I had stopped at the Wise River Ranger Station to ask about the condition of the Melrose to Dewey road via the charcoal kilns. The road condition was good the ranger reported. But… how did I feel about being on a single lane road with a shear drop off and potentially lots of backing up if I met someone else driving the road? She described everything I feared. This was a short section of road from the valley floor by the kilns to the high plateau called Vipond Park. She thought there wouldn’t be much traffic on the road, but it was bow season now so?
Off I drove the next morning from my camp site at Maiden Rock (west) fish access site to the charcoal kilns.
The kilns are cool. An explanation at the kilns indicated that it took 15 days to make charcoal out of approximately 35 cords of wood per kiln.
I had planned to look at the exposed road and turn around if I didn’t like it. I would then drive in from the north. But at the kilns I got courage. I hadn’t seen anyone on the road yet. That was a good thing giving me slim odds that I would meet someone on the scary section of the road and have to do some serious backing up. I couldn’t see the road, so it didn’t look bad. Also, at the kilns there was a visitor sign showing the road and it only mentioned that buses, RV, and trailers were not recommended. It couldn’t be that bad I thought. I knew how to drive 5 mph, hug the up hill side, and not look over the side. I drove on ready to slink up hill.
At the bottom of the road I met my first car of the day. He didn’t wave when we passed and he wasn’t smiling. I noticed he was a visitor like me, he had Ontario plates. Hum. He had just driven down the scary section of road. I didn’t think of it until later, but perhaps his dourer look had to do with driving the scary road. I turned up the scary road section and checked my odometer to watch my progress. Two miles to Vipond Park the sign indicated. I hoped I wouldn’t meet someone driving down. The road changed from gravel to dirt with large rocks sticking out of the ground. I diligently identified wider spots that I might backup to if needed to let someone pass. The road got more exposed and my stomach was in a knot. I hoped again I wouldn’t meet someone driving down. I told myself to relax. My fears were irrational. I hadn’t seen any crashed vehicles over the edge (but I wasn’t looking over the edge either). Turning around was not an option. Up I drove. I did some mental math: How long does it take to drive two miles at five mph (12 minutes). At ten mph (6 minutes). For a fleeting moment I thought about taking a picture, but that most likely would have resulted in me looking over edge plus extend my time on the road. No picture. I drove on. Another blind left turn and… I was at the top. Deep breath and I relaxed the stomach muscles. I should have stopped to take pictures and see the view from the top, but I was so relieved about making it to the top I just kept driving wanting to forget the episode.
Vipond Park is a huge plateau.
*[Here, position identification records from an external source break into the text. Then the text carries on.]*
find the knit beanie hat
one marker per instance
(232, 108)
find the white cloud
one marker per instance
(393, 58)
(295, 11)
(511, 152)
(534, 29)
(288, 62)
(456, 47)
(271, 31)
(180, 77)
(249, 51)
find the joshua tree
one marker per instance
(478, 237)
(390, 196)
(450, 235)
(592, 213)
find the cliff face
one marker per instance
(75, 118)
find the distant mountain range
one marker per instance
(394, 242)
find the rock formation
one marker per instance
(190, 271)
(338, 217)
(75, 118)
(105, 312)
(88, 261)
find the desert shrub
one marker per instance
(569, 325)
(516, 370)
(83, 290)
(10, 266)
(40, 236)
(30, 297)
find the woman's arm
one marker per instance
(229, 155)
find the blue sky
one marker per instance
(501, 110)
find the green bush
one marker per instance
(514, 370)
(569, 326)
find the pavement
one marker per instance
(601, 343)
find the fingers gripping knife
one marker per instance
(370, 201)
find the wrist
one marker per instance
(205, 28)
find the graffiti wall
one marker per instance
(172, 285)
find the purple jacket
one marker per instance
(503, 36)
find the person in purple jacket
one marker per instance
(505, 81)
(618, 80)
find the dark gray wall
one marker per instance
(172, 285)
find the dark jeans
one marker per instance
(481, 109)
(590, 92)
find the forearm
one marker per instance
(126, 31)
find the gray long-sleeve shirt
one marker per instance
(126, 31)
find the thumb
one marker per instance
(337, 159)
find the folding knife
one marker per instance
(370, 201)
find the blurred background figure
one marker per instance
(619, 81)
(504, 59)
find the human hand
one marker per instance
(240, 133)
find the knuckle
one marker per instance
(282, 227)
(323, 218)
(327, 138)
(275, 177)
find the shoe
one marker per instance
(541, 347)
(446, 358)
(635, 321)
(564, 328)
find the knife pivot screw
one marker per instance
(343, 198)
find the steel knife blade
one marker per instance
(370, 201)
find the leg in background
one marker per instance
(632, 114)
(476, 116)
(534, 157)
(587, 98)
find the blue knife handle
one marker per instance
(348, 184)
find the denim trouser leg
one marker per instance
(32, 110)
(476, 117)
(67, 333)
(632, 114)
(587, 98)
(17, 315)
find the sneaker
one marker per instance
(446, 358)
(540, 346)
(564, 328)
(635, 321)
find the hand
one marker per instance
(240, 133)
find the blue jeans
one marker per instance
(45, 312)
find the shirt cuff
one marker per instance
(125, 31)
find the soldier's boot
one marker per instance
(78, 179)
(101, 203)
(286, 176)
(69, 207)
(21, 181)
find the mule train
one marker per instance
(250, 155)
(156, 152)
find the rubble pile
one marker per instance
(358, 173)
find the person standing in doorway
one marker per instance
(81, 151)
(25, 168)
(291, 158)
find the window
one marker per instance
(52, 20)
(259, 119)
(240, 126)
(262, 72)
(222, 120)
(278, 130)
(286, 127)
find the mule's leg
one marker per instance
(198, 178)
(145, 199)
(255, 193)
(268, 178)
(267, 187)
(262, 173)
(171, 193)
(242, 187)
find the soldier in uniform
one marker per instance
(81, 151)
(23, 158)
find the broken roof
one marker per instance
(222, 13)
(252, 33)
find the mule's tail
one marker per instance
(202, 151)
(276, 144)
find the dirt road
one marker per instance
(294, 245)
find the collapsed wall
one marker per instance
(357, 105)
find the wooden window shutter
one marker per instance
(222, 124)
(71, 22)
Oh My. I drove for miles through the plateau. This is the ultimate big sky view. I didn’t try much to capture the view with a camera. You need to see it in person. But I got a few pictures of my dogs. I want to come back when the wild flowers are blooming.
On I drove to the north. At one point the road ventures through the old mining town and mine of Quartz Hill. Curiously, I didn’t see any evidence of outhouses at Quartz Hill.
- Camping at Vipond Park would be wonderful. I didn’t see camping spots, just a few places to park for the night.
- I only saw two vehicles while driving the road. A good middle of nowhere road.
- I was told that the wild flowers are outstanding when they are blooming.
- On the way down towards Dewey I noticed a nice well used boondocking spot. It is on my map.